L'effort en matière de vidéoprotection reste soutenu, monsieur Quentin, puisque une enveloppe de 20 millions d'euros lui est dédiée, comme l'an dernier, au titre de l'aide aux communes. Tous les ministères doivent participer au financement du Fonds interministériel de prévention de la délinquance (FIPD). Comme vous le savez, les taux sont d'ailleurs majorés jusqu'à 50 % dans les zones de sécurité prioritaires.
S'agissant des gens du voyage, une proposition de loi de M. Raimbourg est en préparation. J'y suis favorable, et souhaite un consensus sur le sujet. J'avais annoncé, avec Cécile Duflot, les orientations du Gouvernement : fin du statut discriminatoire issu de la loi de 1969 et garanties données quant à la mise en oeuvre effective des schémas départementaux, sachant que 57 % des aires d'accueil sont à ce jour réalisées – et 35 % seulement des aires de grand passage. Des parlementaires de tous bords, réunis sur le sujet, avaient conclu à la nécessité d'un équilibre : le rappel à l'application de la loi Besson si nécessaire et, pour les communes qui l'appliquent, des moyens pour faciliter l'évacuation en cas d'occupation illicite. Une mission parlementaire, associant un élu de l'opposition et un élu de la majorité, est également consacrée aux grands rassemblements. Souhaitons, en tout cas, que les événements de cet été ne se reproduisent plus, et que chacun se garde de toute instrumentalisation : j'en appelle, sur ce point, à la responsabilité des élus comme des associations de gens du voyage.
En ce qui concerne le projet de carte nationale d'identité électronique, le rapport rendu par l'IGA en mai 2013 est très réservé, estimant qu'il est plus important de sécuriser le processus de fabrication du titre que le titre lui-même. La biométrie n'est utilisée que pour le dispositif de passage automatisé rapide aux frontières extérieures (PARAFE). La délivrance des passeports biométriques est insuffisamment sécurisée et peut conduire au blanchiment d'une fausse identité. La traçabilité du titre est largement perfectible, notamment en cas de perte et de vol. Aussi ai-je arrêté un plan d'action en étroite collaboration avec le ministère de la justice pour sécuriser les documents d'état civil en généralisant la procédure de communication électronique des données de l'état civil (COMEDEC) ; les fraudes à l'état civil détectées par la PAF ont été multipliées par douze ces deux dernières années.
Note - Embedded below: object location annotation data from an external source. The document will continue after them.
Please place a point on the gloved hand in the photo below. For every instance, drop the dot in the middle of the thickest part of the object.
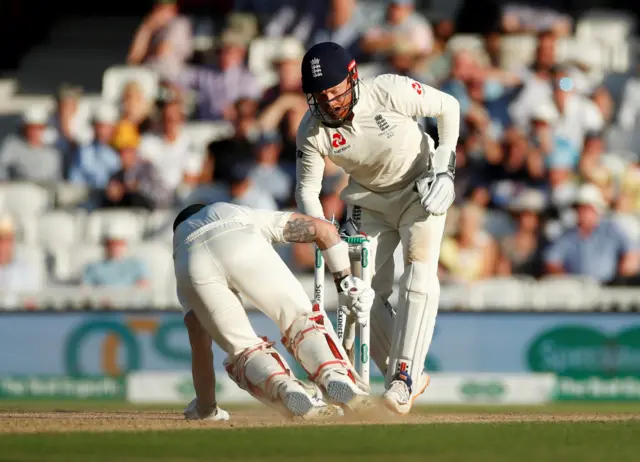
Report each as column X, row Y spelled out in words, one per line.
column 349, row 228
column 356, row 297
column 437, row 191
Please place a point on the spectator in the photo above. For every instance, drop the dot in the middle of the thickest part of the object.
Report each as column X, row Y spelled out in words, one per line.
column 297, row 18
column 17, row 275
column 116, row 270
column 596, row 247
column 537, row 85
column 402, row 59
column 470, row 254
column 136, row 109
column 403, row 24
column 26, row 156
column 520, row 252
column 288, row 64
column 468, row 172
column 266, row 173
column 345, row 23
column 70, row 125
column 164, row 40
column 223, row 154
column 220, row 86
column 577, row 114
column 514, row 168
column 244, row 191
column 523, row 17
column 591, row 166
column 171, row 151
column 95, row 162
column 629, row 112
column 138, row 183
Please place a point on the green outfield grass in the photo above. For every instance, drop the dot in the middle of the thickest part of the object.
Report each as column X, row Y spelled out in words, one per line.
column 584, row 442
column 614, row 441
column 78, row 405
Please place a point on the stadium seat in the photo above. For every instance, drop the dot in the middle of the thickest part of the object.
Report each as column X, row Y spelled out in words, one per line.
column 203, row 133
column 606, row 26
column 69, row 195
column 25, row 198
column 35, row 257
column 115, row 78
column 133, row 220
column 517, row 51
column 159, row 226
column 58, row 228
column 570, row 293
column 584, row 50
column 69, row 262
column 499, row 294
column 158, row 258
column 470, row 42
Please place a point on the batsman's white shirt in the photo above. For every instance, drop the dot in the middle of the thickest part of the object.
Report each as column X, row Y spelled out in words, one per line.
column 225, row 250
column 382, row 148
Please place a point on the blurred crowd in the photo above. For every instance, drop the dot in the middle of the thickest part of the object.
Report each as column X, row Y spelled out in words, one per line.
column 540, row 188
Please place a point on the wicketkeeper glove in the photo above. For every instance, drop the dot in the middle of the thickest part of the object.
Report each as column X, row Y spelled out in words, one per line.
column 437, row 191
column 355, row 297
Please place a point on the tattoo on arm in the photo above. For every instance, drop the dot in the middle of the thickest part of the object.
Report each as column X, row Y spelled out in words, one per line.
column 341, row 274
column 301, row 230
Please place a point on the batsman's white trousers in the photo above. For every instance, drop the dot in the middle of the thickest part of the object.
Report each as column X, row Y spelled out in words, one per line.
column 389, row 219
column 234, row 258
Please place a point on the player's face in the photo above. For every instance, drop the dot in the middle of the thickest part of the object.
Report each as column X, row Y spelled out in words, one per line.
column 336, row 101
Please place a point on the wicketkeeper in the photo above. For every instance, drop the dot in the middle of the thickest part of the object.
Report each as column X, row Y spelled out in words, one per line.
column 399, row 184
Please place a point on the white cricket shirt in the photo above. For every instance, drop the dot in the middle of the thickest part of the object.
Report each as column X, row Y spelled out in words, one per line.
column 382, row 148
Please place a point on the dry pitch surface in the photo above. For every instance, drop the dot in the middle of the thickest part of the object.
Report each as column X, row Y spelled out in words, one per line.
column 71, row 418
column 94, row 432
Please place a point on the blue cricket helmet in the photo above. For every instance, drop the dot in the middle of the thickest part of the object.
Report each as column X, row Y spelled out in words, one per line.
column 324, row 66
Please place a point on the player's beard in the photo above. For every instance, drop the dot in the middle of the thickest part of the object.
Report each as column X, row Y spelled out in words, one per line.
column 334, row 116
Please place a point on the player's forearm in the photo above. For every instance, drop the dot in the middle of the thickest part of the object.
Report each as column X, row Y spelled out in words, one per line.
column 309, row 172
column 304, row 229
column 448, row 121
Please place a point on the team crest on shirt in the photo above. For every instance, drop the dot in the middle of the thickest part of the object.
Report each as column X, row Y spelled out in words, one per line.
column 339, row 143
column 383, row 125
column 381, row 122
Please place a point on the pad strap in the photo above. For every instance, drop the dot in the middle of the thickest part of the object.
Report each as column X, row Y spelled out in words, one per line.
column 337, row 257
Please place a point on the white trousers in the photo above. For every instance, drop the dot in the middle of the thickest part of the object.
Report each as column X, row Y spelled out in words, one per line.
column 390, row 219
column 220, row 264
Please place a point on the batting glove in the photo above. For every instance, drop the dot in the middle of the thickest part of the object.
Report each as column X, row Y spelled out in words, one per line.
column 437, row 191
column 356, row 298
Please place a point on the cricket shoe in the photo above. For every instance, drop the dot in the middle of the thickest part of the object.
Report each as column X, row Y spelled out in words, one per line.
column 305, row 401
column 342, row 390
column 215, row 414
column 400, row 395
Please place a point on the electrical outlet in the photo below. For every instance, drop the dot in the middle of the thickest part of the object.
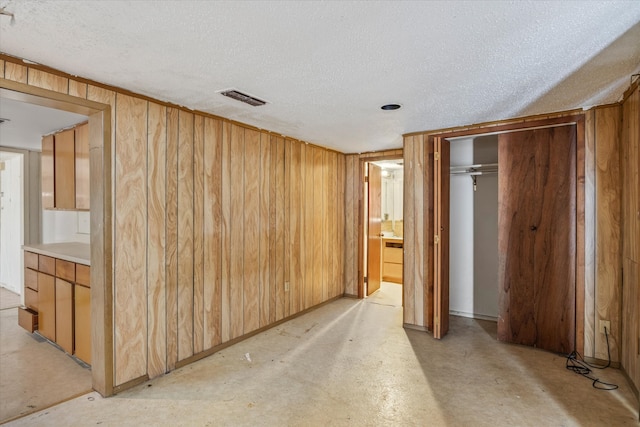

La possibilité de falsifier un acte de naissance est aujourd'hui très importante. De plus, les communes se contentent en général de contrôler la conformité des pièces justificatives mais pas leur authenticité. Il est donc impératif de décloisonner les services chargés de l'état civil et ceux chargés de la délivrance des titres, de sécuriser la production des justificatifs de domicile et des photos numériques, et d'améliorer la traçabilité des titres en assurant que l'invalidité de ceux déclarés perdus ou volés est systématiquement signalée par les services dans les fichiers internationaux.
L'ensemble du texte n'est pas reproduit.